Resistance to antiretroviral therapy is an important cause of treatment failure, especially in the treatment-experienced patient. Its prevalence is also beginning to rise in both treatment-naive and newly infected patients.

The International AIDS Society panel and other experts recommend the use of resistance testing at both therapy initiation and treatment failure to help guide antiretroviral therapy selection. So, for every new agent, we have to understand genotypic algorithms and phenotypic cutoff points.
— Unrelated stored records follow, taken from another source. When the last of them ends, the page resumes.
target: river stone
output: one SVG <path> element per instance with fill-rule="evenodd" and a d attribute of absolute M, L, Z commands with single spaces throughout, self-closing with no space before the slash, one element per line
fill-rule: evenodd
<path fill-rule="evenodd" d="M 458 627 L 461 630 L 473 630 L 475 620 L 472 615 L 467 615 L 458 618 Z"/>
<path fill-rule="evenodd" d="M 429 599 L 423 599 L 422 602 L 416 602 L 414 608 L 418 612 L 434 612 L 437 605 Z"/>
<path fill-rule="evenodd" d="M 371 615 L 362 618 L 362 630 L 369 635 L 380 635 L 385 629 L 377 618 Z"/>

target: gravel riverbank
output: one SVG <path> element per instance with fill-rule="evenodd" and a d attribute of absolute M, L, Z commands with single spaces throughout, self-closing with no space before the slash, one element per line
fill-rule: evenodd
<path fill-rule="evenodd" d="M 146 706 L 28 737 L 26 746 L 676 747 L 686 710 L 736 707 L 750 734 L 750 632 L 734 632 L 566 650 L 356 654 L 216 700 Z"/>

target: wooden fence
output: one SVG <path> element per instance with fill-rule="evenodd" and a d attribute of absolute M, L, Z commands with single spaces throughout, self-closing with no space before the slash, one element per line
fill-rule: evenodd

Emtricitabine (FTC, Emtriva) and lamivudine (3TC, Epivir) are both cytosine nuclear analogs approved for use in HIV-1 infection, with emtricitabine having a longer intracellular half-life. Both can select for the M184V/I mutation, which results in high-level resistance (>100 fold). Viruses with other nucleoside-associated reverse transcriptase (RT) mutations can also show reduced susceptibility to both drugs.

The objective of Borroto-Esoda's study was to compare the phenotypic resistance profiles of both emtricitabine and lamivudine against a panel of wild-type and mutant clinical isolates of HIV to further our understanding of emtricitabine resistance.

The study was jointly conducted by Gilead, the maker of emtricitabine, and ViroLogic, the maker of the Phenosense assay. Phenotypic evaluation was performed on viruses submitted for routine clinical testing in the ViroLogic Phenosense Assay -- 306 having nucleoside analog mutations (NRTI-R) and 100 wild-type without resistance mutations. Viruses with M184V or I were excluded, but those with a mixture were allowed.

The following genotypic profiles were obtained for the 306 samples with NRTI-R: 21% had mixtures of wild type and M184V/I, 72% had 1 or more thymidine analog mutations (TAMs), 14% had L74V/I and 7.5% had K65R. Results were expressed as fold change in IC₅₀ compared to NL4-3 reference. Concordance of fold change was evaluated based on both biological (emtricitabine and lamivudine) and clinical cutoffs (lamivudine).

Mean IC₅₀ values for emtricitabine and lamivudine against the NL4-3 reference were 1.01 +/- 0.14 and 2.79 +/- 0.37 micromolar, respectively. The fold change in 100 wild-type isolates was 0.9 and the biological cutoff was 1.4-fold for both emtricitabine and lamivudine. Emtricitabine-lamivudine concordance was quite high among NRTI-R isolates, ranging from 94-100% for biological cutoffs and 91-100% for clinical cutoffs for the NRTI-R mutations.

Emtricitabine and lamivudine demonstrate nearly identical phenotypic resistance profiles among NRTI-resistant clinical isolates of HIV-1. For NRTI-R isolates, there was a strong linear correlation between log-transformed emtricitabine and lamivudine fold change values (r² = 0.94). There was a greater than 90% concordance in resistance calls based on either the biological (1.4 fold) or clinical (3.5 fold) cutoffs among all NRTI-R isolates or isolates with M184V/I, TAMs, L74V or K65R. See table below.

In the absence of M184V/I, the majority of samples with resistance (>3.5 fold change) exhibited TAMs. When samples having the M184V/I mutation were excluded from analysis, there was a trend toward increased cross-resistance, with an increasing number of TAMs for both emtricitabine and lamivudine.

Both emtricitabine and lamivudine had identical biological cutoffs, as determined against a panel of 100 wild-type clinical isolates. Both also demonstrate nearly identical phenotypic resistance profiles among NRTI-resistant clinical isolates of HIV-1. Both showed a trend toward increased cross-resistance with increasing number of TAMs.

All of the above suggest similar genotypic interpretation algorithms and phenotypic cutoffs may apply to both drugs, although large studies in varied populations using different resistance assays are needed. While emtricitabine has been used extensively in other countries, it is still relatively new to American practitioners. The similarities between emtricitabine and lamivudine are important for both physicians and patients to be aware of since resistance to one agent most likely means resistance to the other. Viruses with other NRTI-R mutations may show reduced susceptibility to both drugs.